Manfaat Jenis Pupuk Alami Organik yang Aman Bagi Lingkungan

Pupuk Alami – Pupuk merupakan zat atau material yang dikhususkan untuk tanaman dengan tujuan agar tercukupi kebutuhan hara yang dibutuhkan oleh tanaman, agar mampu berkembang dengan baik. Material pupuk terbagi menjadi dua jenis yakni jenis pupuk alami atau pupuk organik dan pupuk kimia atau yang lebih dikenal dengan pupuk anorganik.

Pupuk alami atau pupuk organik merupakan jenis pupuk yang belakangan tengah marak dipromosikan ditengah-tengah masyarakat, khususnya dikalangan para petani.Hal tersebut dikarenakan jenis pupuk organik ini kini sangat jarang digunakan oleh para petani.

Pemerintah amat menghimbau gerakan dari penggunaan pupuk organik karena jenis pupuk ini adalah jenis pupuk yang aman bagi lingkungan.artinya  pupuk alami tidak akan membuat lingkungan, terutama lahan pertanian menjadi rusak akibat zat-zat kimia berbahaya.

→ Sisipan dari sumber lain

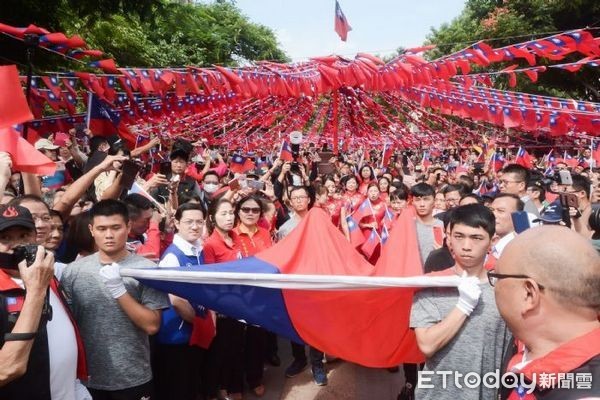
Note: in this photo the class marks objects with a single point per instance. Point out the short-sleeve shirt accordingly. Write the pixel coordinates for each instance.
(216, 250)
(118, 352)
(426, 238)
(477, 347)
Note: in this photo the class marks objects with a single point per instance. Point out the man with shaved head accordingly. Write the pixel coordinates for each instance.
(547, 285)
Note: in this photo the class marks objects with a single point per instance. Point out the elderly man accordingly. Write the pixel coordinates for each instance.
(547, 286)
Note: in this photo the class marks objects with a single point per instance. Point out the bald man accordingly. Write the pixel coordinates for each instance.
(547, 285)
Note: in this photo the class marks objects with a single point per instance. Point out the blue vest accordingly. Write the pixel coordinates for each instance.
(173, 329)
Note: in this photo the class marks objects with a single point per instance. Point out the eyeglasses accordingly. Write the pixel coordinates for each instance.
(190, 222)
(494, 277)
(41, 218)
(297, 198)
(505, 182)
(248, 210)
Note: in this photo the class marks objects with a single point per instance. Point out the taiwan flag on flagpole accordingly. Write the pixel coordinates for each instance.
(240, 164)
(137, 189)
(104, 121)
(356, 236)
(524, 159)
(341, 23)
(595, 153)
(285, 153)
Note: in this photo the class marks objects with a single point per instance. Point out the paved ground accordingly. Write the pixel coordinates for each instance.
(346, 381)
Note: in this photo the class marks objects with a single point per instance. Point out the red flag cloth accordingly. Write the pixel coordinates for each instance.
(25, 157)
(285, 153)
(322, 318)
(341, 23)
(107, 66)
(524, 159)
(104, 121)
(13, 105)
(369, 246)
(596, 152)
(240, 164)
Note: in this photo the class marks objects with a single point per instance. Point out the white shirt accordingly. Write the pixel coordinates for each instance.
(501, 244)
(62, 349)
(189, 249)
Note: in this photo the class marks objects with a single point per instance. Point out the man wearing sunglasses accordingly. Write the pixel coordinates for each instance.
(459, 329)
(547, 286)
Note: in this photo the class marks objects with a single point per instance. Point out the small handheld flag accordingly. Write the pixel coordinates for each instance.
(341, 23)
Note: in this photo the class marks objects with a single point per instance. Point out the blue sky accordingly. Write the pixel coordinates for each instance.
(304, 28)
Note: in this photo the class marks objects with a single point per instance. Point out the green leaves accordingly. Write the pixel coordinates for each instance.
(151, 33)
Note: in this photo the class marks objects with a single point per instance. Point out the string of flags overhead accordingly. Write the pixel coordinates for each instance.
(344, 102)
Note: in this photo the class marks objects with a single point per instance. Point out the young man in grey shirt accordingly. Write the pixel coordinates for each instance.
(460, 330)
(115, 315)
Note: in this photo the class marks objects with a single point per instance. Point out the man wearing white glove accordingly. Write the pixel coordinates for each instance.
(115, 314)
(459, 330)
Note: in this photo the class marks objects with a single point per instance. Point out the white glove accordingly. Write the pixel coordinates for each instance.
(468, 294)
(111, 276)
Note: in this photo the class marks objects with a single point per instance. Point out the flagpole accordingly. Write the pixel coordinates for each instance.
(88, 116)
(591, 165)
(31, 41)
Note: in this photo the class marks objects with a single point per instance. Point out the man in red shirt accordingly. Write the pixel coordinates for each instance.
(548, 292)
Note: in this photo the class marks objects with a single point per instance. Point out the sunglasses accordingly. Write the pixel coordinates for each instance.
(248, 210)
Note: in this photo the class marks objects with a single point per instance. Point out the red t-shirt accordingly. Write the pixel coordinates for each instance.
(251, 245)
(217, 251)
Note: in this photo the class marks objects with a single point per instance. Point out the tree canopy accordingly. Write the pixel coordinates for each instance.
(504, 22)
(150, 33)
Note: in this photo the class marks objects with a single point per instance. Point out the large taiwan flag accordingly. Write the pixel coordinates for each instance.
(313, 287)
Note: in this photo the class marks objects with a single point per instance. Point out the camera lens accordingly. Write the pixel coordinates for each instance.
(594, 220)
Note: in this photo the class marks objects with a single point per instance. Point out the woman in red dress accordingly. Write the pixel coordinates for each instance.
(366, 176)
(374, 219)
(351, 197)
(333, 201)
(224, 372)
(384, 189)
(252, 239)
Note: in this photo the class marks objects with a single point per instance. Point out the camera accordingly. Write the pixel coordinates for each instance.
(295, 167)
(594, 220)
(25, 252)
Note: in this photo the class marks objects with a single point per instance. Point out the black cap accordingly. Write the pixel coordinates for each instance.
(15, 216)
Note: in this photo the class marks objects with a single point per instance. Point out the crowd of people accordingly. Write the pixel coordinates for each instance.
(74, 328)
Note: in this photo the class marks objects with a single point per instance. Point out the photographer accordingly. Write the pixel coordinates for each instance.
(40, 347)
(580, 215)
(175, 172)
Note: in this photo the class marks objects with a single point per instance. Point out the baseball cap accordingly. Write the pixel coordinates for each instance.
(552, 214)
(45, 144)
(15, 216)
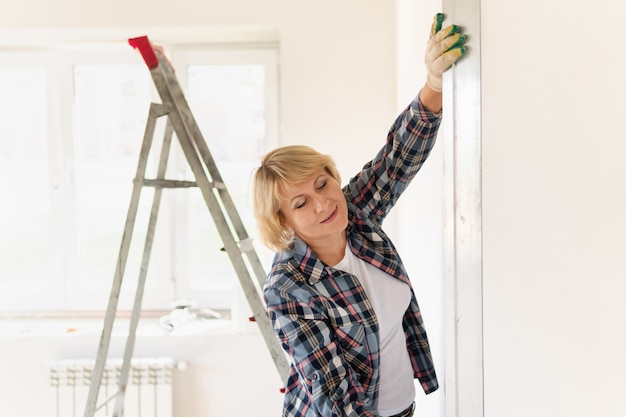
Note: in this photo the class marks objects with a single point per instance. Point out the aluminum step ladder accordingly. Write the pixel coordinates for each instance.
(237, 243)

Meski tidak dipungkiri apabila pupuk kimia lebih memberikan hasil yang menjanjikan karena memberikan hasil panen dalam kurun waktu yang terbilang cukup instan, namun para petani kurang memperhatikan bahaya penggunaan pupuk kimia secara berkala.

Oleh karenanya, bagi Anda para petani yang ingin terus bertani dengan baik, mulailah untuk kembali menggunakan pupuk alami ketika proses pemupukan dilakukan.

Anda dapat memulai penggunaan pupuk organik dibarengi dengan penggunaan pupuk kimia untuk meminimalisir zat-zat kimia yang terkandung dalam pupuk kimia. Lantas,apa saja jenis-jenis produk pupuk alami yang dapat Anda gunakan pada lahan pertanian Anda? Berikut daftarnya untuk Anda!

Jenis-Jenis Pupuk Alami

Pada dasarnya, apabila dibagi berdasarkan bentuk rupa pupuk, pupuk alami atau pupuk organik ini terbagi menjadi dua jenis yakni, pupuk organik padat atau pop dan juga pupuk organik cair atau POC.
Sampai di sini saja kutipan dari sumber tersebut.